The cost? A trifle. The girl's reputation, her quaint little conscience. Weigh that against the mission. Against the lives of your other... pieces. The math is simple, even for a creature of sentiment.

Xavier's hands clenched into fists. The plan was perfect. Ruthless.

"No," he snarled, the word a raw thing in the quiet chamber. "They're not pawns. You don't get to call them that."

Your people? The alien presence seemed amused. How quickly you've developed attachments. How... inefficient.

Xavier stood, knocking his chair back against the stone floor. The sound rang through the chamber like a bell. "They're not attachments. They're responsibilities."

Semantics. The result is the same—emotional compromise of tactical thinking.

"The result is that we don't sacrifice innocent people for convenience." Xavier began pacing again, his reflection catching in the polished obsidian walls. Dark hair, blue eyes, a face that wasn't quite his own. "Margaret trusts me. I won't weaponize that trust."

Even if it means your current plan fails? Even if Ashley pushes her abilities too far and dies? Even if Naomi is caught and executed as a spy? Your sentiment may cost them everything.

Xavier stopped pacing, his breath coming in sharp bursts. The entity's logic was a cold razor against his throat.

Real risks.

Real people.

But the alternative...

Xavier remembered the Knight's contempt when it had dismissed him as wielding "borrowed power." The way it had spoken about efficiency, about cutting away unnecessary elements. That path led to viewing people as resources, problems to be solved rather than lives to be protected.

"I've seen what your kind of efficiency looks like," Xavier said, his voice steady despite the cold burning between his shoulder blades. "It ends with good people frozen in ice, used as examples. I won't become that."

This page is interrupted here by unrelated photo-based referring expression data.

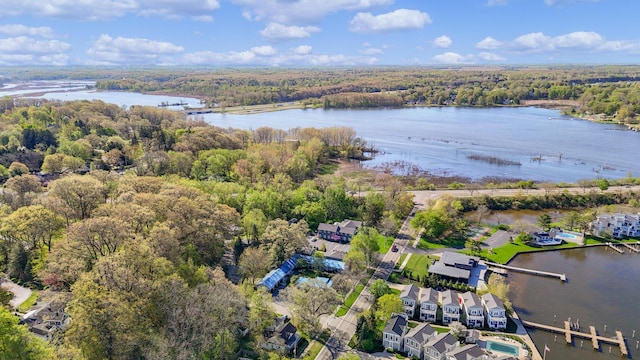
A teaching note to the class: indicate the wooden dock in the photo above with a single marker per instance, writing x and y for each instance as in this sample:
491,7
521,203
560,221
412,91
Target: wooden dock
562,277
592,335
615,248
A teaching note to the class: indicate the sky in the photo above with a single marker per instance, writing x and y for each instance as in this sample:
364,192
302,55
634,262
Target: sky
291,33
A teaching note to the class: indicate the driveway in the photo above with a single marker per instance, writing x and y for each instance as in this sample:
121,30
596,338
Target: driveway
20,293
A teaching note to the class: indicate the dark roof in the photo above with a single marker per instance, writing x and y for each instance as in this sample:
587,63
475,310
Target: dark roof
440,268
396,325
421,333
411,292
463,353
441,342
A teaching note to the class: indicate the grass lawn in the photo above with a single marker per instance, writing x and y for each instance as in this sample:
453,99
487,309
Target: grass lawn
27,304
348,302
418,265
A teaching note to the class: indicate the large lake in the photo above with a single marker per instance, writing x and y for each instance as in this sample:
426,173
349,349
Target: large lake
602,290
441,140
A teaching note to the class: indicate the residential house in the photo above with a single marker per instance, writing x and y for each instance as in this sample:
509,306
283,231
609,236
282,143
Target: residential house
618,225
281,336
495,311
394,331
417,338
340,232
450,303
409,296
428,304
473,310
454,266
438,347
467,352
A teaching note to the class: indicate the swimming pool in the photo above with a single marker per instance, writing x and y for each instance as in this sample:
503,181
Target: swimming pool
503,348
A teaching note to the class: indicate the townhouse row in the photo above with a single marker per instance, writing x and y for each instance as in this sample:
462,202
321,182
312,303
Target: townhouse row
424,303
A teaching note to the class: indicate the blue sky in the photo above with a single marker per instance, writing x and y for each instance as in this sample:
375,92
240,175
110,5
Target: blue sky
318,32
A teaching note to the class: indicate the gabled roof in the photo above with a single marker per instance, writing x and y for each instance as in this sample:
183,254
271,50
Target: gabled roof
396,325
466,352
449,297
429,295
492,302
470,300
421,333
410,292
442,342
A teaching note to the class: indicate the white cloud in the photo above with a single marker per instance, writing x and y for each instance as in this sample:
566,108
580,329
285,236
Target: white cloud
124,51
23,50
301,11
94,10
401,19
489,43
21,30
442,42
450,58
264,50
303,50
279,32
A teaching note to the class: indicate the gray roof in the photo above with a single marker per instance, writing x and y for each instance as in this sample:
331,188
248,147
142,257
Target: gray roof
448,297
442,342
396,325
411,292
440,268
429,295
470,299
421,333
492,302
472,351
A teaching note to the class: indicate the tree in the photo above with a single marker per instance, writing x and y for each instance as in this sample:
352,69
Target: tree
544,221
254,263
387,305
310,301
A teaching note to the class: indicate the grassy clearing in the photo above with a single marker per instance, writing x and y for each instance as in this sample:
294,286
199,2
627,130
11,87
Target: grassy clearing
348,302
27,304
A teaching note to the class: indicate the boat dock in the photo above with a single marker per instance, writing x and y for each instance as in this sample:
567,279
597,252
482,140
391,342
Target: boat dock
562,277
592,335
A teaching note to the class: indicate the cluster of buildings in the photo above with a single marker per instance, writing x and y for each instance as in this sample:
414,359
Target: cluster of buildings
618,225
473,310
424,343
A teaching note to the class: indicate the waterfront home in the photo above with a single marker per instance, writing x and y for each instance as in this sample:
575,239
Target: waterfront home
467,352
417,338
409,296
394,331
495,311
428,304
449,301
618,225
438,347
340,232
473,311
454,266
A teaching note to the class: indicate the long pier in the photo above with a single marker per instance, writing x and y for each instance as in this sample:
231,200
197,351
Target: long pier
562,277
592,335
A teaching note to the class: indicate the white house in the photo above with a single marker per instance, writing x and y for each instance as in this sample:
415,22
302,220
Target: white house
428,304
619,225
473,311
495,311
417,338
394,331
438,347
409,296
450,306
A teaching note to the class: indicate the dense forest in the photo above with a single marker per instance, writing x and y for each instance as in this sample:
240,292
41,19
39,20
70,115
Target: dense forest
134,215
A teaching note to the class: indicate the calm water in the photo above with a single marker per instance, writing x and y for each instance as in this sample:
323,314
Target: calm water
602,290
441,139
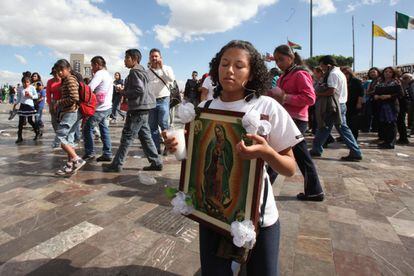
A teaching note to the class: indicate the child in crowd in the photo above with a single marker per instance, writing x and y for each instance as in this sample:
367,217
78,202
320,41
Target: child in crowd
241,77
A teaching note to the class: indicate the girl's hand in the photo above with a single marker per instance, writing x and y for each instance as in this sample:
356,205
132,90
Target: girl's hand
257,150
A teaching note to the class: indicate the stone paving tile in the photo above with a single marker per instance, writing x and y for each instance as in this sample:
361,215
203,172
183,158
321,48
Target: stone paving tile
350,264
379,231
364,226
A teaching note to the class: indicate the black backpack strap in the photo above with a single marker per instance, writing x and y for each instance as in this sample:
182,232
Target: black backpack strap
207,104
263,207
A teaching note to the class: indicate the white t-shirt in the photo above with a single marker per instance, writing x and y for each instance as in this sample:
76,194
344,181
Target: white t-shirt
102,85
338,81
284,134
208,84
156,86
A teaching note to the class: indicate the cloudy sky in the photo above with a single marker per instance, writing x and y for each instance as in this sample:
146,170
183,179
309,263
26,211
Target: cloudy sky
34,34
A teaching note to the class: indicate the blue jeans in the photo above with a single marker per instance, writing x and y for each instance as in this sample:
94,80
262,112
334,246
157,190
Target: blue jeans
67,127
322,135
159,116
39,116
100,118
136,124
263,259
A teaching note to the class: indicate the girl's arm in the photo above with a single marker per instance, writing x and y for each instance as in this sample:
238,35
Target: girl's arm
283,162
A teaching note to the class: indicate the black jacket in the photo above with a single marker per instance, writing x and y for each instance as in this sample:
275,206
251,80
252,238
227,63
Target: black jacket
137,91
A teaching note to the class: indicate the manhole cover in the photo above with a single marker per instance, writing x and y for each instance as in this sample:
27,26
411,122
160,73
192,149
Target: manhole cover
162,220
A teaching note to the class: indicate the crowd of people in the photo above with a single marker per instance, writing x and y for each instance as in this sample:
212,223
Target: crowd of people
297,99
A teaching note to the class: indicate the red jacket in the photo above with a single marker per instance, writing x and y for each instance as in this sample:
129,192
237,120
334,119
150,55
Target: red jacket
298,86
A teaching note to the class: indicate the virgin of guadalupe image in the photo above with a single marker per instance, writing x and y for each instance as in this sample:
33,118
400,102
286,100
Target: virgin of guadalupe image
217,171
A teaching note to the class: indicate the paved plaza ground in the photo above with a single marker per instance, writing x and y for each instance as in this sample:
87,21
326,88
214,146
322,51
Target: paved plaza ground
96,223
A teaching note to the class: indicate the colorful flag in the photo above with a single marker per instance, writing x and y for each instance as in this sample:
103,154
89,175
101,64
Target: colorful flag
405,21
294,45
378,31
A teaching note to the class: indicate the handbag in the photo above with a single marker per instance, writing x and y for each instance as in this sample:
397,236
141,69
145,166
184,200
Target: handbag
175,97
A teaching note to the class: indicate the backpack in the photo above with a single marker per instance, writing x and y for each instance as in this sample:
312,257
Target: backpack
87,100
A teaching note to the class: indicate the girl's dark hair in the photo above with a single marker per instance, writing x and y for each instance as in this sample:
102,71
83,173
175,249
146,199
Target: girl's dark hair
27,74
374,69
394,72
259,83
38,76
134,54
348,70
99,60
328,60
26,78
61,64
287,51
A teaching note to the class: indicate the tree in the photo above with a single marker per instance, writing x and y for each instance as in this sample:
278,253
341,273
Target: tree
341,60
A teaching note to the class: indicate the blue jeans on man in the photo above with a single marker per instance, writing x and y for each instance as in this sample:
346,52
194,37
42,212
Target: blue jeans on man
322,135
159,116
100,118
136,124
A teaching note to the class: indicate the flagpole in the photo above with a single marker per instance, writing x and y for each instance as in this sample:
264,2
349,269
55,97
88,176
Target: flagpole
311,28
372,44
396,40
353,44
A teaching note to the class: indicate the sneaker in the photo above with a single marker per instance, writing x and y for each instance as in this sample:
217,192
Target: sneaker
66,169
104,158
111,168
152,167
77,164
302,196
351,158
88,157
315,154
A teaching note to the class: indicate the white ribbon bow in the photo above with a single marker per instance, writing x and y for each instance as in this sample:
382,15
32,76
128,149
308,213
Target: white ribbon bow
243,233
186,112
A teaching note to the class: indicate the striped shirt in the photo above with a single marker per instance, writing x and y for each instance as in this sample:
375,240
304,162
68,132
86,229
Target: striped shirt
69,94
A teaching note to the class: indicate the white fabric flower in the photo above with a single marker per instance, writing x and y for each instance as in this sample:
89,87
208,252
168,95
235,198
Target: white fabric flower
252,123
186,112
179,204
243,233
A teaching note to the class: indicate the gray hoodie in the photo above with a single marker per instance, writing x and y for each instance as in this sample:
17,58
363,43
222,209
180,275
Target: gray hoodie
137,91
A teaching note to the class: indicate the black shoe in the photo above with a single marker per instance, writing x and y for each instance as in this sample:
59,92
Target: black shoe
152,167
315,154
351,158
104,158
111,168
385,146
302,196
88,157
402,142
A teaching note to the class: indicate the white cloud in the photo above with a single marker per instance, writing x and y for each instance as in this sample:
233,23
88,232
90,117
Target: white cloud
74,26
391,30
205,17
20,58
322,7
8,77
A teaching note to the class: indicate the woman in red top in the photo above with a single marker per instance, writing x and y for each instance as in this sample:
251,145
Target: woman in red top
296,93
52,96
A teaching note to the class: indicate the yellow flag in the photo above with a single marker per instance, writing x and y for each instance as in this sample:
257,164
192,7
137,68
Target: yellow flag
378,31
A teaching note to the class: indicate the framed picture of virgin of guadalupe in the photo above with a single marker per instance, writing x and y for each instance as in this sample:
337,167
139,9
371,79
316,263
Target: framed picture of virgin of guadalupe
223,187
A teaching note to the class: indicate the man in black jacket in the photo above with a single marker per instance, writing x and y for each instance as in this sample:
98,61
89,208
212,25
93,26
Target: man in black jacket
140,101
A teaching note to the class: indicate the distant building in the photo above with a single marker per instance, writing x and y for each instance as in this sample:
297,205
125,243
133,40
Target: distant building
77,61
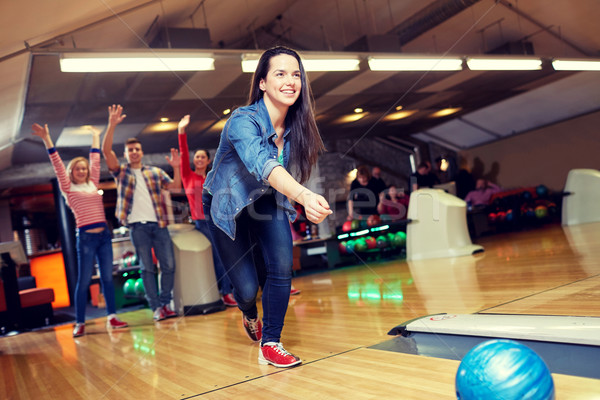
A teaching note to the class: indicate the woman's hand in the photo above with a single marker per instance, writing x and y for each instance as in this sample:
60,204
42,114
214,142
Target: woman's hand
115,115
316,207
185,121
174,160
39,131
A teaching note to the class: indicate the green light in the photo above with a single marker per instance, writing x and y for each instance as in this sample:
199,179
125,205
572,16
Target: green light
359,233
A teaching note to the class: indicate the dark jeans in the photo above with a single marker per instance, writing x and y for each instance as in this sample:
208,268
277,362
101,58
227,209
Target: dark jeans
225,286
263,240
94,247
145,237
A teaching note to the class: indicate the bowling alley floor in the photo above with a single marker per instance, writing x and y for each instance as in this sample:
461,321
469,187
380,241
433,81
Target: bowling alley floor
338,325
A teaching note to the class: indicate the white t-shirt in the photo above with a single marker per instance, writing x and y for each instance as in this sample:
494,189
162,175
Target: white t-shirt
142,208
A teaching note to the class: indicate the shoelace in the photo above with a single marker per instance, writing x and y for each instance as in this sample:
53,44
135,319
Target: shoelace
279,349
253,325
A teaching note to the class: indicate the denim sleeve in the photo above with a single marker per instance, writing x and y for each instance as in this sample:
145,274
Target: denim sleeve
244,134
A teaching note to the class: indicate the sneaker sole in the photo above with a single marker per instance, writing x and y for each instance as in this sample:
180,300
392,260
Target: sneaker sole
264,361
116,327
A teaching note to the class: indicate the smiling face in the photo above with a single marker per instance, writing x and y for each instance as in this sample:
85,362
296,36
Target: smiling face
134,154
201,161
283,82
80,172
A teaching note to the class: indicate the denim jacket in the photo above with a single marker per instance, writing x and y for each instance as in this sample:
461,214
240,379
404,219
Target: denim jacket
244,159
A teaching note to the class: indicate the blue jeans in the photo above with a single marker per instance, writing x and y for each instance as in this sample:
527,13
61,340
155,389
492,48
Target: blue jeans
145,237
225,286
263,242
94,247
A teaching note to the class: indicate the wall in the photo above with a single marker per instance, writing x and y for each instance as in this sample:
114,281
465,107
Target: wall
543,156
6,233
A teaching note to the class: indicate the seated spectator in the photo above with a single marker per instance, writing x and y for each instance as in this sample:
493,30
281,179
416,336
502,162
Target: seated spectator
484,190
378,182
393,204
362,200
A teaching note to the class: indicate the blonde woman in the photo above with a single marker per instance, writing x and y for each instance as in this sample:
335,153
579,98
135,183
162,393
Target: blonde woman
78,184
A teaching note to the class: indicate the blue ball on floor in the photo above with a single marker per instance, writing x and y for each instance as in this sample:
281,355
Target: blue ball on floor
503,369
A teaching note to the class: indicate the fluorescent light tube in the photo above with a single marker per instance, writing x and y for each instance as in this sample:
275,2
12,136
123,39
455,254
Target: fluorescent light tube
576,65
135,61
415,64
504,64
313,64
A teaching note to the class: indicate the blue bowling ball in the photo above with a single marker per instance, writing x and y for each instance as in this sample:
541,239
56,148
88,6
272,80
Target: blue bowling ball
503,369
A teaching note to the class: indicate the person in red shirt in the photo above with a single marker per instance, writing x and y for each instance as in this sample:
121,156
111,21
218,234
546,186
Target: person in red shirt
193,183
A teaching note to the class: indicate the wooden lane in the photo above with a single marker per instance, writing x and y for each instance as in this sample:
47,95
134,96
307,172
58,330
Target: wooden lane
330,325
375,374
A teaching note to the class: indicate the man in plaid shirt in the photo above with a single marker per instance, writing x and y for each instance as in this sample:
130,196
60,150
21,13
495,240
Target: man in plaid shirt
141,207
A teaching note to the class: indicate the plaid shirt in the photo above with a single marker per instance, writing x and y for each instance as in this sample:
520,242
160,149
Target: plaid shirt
156,180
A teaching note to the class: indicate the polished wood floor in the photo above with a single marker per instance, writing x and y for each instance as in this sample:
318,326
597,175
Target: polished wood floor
553,270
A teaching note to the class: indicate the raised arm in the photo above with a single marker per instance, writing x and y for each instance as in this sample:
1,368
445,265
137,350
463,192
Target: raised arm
95,156
43,133
115,117
64,182
184,152
315,205
174,161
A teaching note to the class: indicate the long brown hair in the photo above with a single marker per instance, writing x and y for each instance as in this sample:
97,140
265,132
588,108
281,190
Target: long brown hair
305,143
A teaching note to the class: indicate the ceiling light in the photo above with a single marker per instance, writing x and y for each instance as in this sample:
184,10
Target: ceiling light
399,115
313,63
136,61
576,65
504,64
351,117
414,64
446,111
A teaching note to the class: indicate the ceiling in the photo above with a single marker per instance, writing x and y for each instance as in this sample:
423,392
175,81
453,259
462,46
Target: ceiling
493,105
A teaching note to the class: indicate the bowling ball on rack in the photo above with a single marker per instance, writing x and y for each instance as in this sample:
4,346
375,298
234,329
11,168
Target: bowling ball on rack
129,287
360,245
350,246
400,239
371,242
541,191
347,226
503,369
541,212
382,242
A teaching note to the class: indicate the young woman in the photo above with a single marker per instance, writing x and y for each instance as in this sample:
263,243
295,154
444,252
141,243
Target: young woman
393,205
246,194
78,184
193,182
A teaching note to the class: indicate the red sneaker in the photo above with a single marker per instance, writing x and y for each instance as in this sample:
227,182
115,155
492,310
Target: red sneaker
167,312
253,328
79,330
273,353
115,323
159,314
229,300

You misunderstand. I am not advocating cruelty for its own sake. This is simple optimization—

"This is you trying to make me into something I'm not." Xavier moved to his desk, pulling out a piece of parchment. He began sketching the alternative plan that the presence had shown him, each detail etched in his memory. Guard movements. Timing. The precise words Margaret would need to speak to Brother Marcus.

What are you doing?

"Making sure I remember exactly what I'm choosing not to do." Xavier's hand moved across the parchment, translating the alien intelligence's perfect plan into ink and paper. Every cruel efficiency laid bare.

When he finished, Xavier held the document up to the crystal lighting. The plan stared back at him—elegant, effective, monstrous.

He walked to the chamber's small fireplace, where volcanic vents provided steady heat. The flames danced blue and gold, fed by gases from the mountain's depths.

"Watch closely," Xavier said, his voice low as he fed the parchment to the fire. "This is a lesson. This is how we lose."

The document caught immediately, curling and blackening as the flames consumed it. Xavier watched every detail disappear—the guard rotations, the manipulation tactics, the cold mathematics of using people as tools.

Inefficient, the presence observed, but there was something different in its tone. Not anger or frustration. Curiosity.

"Maybe," Xavier admitted, watching the last fragments of ash spiral up the chimney. "But it's right."

This sentimentality of yours... it is a flaw in your design. A crack in your armor. And yet...

The alien intelligence paused, as if examining him from new angles.

You polish it like a jewel. You choose the path of failure because it feels 'right'. A pause, filled with an ancient, chilling hunger.

Good. Let them all die because of it. Their blood will be excellent fertilizer for who you are destined to become.

Xavier returned to the window, looking out at the temple district where his friends were preparing for their dangerous mission. The weight of leadership settled on his shoulders—heavier than armor, more binding than chains.

"They're counting on me," he said quietly. "Not to find the perfect plan or the most efficient solution."

And if this choice leads to their deaths?

Xavier had no easy answer. Their plan was risky. Ashley might push too hard. Naomi might be discovered. Margaret might make a mistake that exposed them all.

But at least they would fail as themselves, not as pawns in someone else's game.

"Then we'll face that together," Xavier said. "As a team. As people who chose to trust each other."